3. Azithromycin Interactions

This product has no interaction with theophylline, warfarin, carbamazepine, prednisone methyl, etc. Take this product 1h before or 2h after taking the antacid. Two hours before taking this product, a single dose of cimetidine does not affect the blood concentration of this product. Some macrolides can affect the metabolism of digoxin. Therefore, continuous application of this product may increase the blood concentration of digoxin, so attention should be paid.

This product should not be used in combination with ergot drugs, because it can cause ergot poisoning in patients; in addition, macrolides have been reported to increase digoxin (change the intestinal flora), cyclosporine and carmidazine (Inhibit metabolism) blood concentration, so when AM and these three drugs are taken at the same time, it may also increase the blood concentration of these drugs. The blood concentration of the latter should be monitored when these medicines are combined.

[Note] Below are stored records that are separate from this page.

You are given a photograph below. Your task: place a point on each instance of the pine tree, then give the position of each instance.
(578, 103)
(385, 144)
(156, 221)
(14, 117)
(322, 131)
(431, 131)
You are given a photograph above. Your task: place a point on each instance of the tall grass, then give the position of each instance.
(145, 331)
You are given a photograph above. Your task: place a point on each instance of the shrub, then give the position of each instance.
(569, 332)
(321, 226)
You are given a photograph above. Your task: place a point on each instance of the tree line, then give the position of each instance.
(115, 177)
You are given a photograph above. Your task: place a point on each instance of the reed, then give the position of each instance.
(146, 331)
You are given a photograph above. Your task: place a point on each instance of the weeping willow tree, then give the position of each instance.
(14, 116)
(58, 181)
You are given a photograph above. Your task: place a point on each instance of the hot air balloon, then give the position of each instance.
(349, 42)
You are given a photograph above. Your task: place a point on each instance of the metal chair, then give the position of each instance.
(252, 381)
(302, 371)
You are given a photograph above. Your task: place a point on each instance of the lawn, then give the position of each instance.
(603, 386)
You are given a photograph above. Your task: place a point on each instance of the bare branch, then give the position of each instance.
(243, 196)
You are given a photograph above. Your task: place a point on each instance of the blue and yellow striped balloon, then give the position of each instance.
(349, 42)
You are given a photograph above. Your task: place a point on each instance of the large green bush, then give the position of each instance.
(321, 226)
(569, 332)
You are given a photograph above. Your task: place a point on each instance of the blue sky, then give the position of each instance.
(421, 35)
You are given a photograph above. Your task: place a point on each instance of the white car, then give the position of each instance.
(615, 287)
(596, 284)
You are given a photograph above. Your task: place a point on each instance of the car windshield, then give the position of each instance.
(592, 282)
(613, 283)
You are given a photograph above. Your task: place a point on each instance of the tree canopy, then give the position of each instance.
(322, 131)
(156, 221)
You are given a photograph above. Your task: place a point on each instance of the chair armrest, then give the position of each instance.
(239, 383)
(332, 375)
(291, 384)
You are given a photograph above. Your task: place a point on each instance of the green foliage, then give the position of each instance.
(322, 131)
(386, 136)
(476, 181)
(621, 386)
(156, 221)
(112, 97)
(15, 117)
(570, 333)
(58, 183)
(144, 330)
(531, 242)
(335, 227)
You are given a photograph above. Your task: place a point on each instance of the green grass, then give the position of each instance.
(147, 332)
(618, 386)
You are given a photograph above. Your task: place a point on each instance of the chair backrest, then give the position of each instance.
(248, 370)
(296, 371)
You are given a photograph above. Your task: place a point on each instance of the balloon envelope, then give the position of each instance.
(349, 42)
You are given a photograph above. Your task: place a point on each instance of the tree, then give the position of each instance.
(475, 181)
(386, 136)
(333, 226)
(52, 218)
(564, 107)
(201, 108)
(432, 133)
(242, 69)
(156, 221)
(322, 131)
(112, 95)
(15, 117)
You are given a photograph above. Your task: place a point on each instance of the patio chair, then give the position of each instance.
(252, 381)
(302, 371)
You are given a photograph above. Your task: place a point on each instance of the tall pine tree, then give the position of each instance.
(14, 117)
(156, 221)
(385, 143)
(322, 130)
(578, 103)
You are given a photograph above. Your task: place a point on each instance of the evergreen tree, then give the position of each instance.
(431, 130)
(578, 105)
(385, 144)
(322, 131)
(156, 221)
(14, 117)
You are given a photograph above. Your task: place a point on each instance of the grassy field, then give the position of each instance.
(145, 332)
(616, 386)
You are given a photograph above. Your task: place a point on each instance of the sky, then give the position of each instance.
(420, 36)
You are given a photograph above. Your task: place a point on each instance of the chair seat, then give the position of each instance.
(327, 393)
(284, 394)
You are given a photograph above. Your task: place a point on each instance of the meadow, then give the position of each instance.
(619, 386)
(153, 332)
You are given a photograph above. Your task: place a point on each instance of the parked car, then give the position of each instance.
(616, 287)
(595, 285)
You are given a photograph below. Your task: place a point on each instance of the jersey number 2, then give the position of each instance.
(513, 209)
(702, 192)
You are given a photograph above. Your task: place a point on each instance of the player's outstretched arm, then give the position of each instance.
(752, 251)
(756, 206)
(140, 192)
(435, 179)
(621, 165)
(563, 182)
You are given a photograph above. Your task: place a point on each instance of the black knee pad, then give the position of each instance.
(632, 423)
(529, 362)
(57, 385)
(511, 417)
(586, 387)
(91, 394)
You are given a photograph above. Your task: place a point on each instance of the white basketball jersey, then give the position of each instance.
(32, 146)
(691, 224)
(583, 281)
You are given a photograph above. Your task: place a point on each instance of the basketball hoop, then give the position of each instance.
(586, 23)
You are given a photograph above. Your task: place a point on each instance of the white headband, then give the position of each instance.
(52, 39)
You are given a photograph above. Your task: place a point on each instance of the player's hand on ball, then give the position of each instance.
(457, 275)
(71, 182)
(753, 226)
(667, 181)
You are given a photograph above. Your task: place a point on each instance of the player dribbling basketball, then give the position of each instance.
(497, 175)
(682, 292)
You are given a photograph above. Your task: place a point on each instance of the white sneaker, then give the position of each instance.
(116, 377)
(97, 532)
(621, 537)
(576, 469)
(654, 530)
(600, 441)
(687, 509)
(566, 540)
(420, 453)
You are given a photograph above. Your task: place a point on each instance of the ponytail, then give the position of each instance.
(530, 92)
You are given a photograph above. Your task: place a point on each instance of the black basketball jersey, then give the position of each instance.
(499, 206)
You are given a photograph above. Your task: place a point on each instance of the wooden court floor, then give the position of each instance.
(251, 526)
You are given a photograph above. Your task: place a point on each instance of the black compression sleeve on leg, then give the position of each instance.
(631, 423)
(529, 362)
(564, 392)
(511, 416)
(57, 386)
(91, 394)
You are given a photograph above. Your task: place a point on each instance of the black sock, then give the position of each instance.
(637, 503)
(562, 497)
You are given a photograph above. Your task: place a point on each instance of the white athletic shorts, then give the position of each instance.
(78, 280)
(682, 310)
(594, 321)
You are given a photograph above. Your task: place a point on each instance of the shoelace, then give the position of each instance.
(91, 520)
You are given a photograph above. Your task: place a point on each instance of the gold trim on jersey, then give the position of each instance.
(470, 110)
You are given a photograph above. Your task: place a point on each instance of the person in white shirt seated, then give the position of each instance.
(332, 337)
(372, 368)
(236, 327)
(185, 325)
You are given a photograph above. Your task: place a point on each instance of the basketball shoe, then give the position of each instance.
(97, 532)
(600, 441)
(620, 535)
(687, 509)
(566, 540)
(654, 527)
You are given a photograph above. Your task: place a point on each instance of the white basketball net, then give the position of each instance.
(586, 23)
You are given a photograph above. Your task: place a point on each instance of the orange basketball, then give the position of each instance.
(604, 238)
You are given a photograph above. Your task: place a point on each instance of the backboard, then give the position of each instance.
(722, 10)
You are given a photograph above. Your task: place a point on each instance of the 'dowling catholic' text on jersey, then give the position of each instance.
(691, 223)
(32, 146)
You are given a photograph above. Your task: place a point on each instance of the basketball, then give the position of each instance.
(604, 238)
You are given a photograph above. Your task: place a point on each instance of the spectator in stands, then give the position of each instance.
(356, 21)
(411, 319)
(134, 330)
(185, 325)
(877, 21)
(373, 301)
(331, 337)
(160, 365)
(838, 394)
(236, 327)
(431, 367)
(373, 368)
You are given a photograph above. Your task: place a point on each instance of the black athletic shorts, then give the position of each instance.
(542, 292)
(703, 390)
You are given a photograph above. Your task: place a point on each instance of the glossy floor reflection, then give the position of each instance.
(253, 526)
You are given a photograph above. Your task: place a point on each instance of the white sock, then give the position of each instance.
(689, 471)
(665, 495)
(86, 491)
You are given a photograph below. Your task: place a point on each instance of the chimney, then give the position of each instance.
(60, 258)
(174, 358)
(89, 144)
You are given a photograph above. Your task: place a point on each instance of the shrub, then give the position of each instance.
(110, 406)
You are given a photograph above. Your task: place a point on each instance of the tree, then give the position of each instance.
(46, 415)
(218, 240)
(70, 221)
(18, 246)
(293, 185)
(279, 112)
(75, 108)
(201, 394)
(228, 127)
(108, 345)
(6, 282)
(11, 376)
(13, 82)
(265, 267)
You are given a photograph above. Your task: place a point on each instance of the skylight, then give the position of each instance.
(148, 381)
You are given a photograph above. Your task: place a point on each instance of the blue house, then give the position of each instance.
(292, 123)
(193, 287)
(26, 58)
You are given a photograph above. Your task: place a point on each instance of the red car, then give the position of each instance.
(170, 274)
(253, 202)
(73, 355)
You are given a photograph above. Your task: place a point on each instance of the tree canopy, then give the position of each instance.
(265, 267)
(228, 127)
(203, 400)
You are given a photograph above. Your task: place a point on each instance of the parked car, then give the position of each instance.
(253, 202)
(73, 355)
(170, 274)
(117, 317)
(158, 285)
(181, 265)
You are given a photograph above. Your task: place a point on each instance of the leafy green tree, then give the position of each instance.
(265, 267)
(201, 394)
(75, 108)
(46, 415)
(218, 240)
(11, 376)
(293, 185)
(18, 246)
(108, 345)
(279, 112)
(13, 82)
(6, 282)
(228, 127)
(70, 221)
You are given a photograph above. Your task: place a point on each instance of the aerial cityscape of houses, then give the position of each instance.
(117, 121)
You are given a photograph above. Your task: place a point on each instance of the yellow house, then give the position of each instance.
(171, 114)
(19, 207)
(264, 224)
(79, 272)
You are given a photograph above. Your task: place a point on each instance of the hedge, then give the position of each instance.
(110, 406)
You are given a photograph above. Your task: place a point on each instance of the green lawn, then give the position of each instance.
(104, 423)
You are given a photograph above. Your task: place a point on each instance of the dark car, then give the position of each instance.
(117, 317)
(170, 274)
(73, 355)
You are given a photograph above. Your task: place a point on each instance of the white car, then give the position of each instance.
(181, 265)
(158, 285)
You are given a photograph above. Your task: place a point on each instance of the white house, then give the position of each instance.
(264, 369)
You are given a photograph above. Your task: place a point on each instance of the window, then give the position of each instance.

According to a domestic data, among the 19 patients with adverse reactions due to oral azithromycin, 3 increased the number of daily medications themselves, and 5 continued to take the medication for more than 5 days, resulting in increased adverse reactions due to irregular medication. The risk reaches more than 40%. In fact, as a long-acting drug, azithromycin only needs to be taken once a day.

Azithromycin is a new generation of macrolide antibiotics. Compared with erythromycin, it has stronger antibacterial activity, wider antibacterial spectrum and fewer adverse reactions. Another extremely important feature is that azithromycin has a typical post-antibiotic effect, which is related to its long blood half-life.

Relevant data show that after oral or intravenous infusion of azithromycin, its blood half-life can be as long as 35 to 48 hours, so azithromycin can still maintain the minimum effective inhibitory concentration within 72 hours after stopping the drug. This feature, on the one hand, makes it have a long-acting effect. It only needs to be taken once a day to achieve the same therapeutic effect as erythromycin taken multiple times a day.

On the other hand, it does not need to be administered continuously. When applying azithromycin to treat mycoplasma pneumonia and mycoplasma infectious diseases of the urogenital tract, sequential therapy is often adopted, that is, the drug is administered for 3 days and then stopped for 4 days, and the circle continues. In this way, taking the medicine once a day and taking the medicine for a short period of time can significantly increase the patient's compliance and significantly reduce the adverse reactions.

However, some patients have not yet realized this characteristic of azithromycin, or they are based on the habit of taking the drug 3 times a day, or they feel unsafe for taking the drug only once a day and "serving 3 and stopping 4", so they increase the number of medications at will, took azithromycin several times a day, or decide to continue medication by themselves. The results are not helpful to improve the condition, only to increase the adverse reactions.

Therefore, patients should strictly follow the doctor's advice, take azithromycin only once a day, and prevent multiple medications for a day and long-term medication.

Conclusion

Azithromycin has a good effect on many infections, but the side effects and drug resistance of Azithromycin are evident. We must strictly follow the doctor's instructions to control the azithromycin dosage.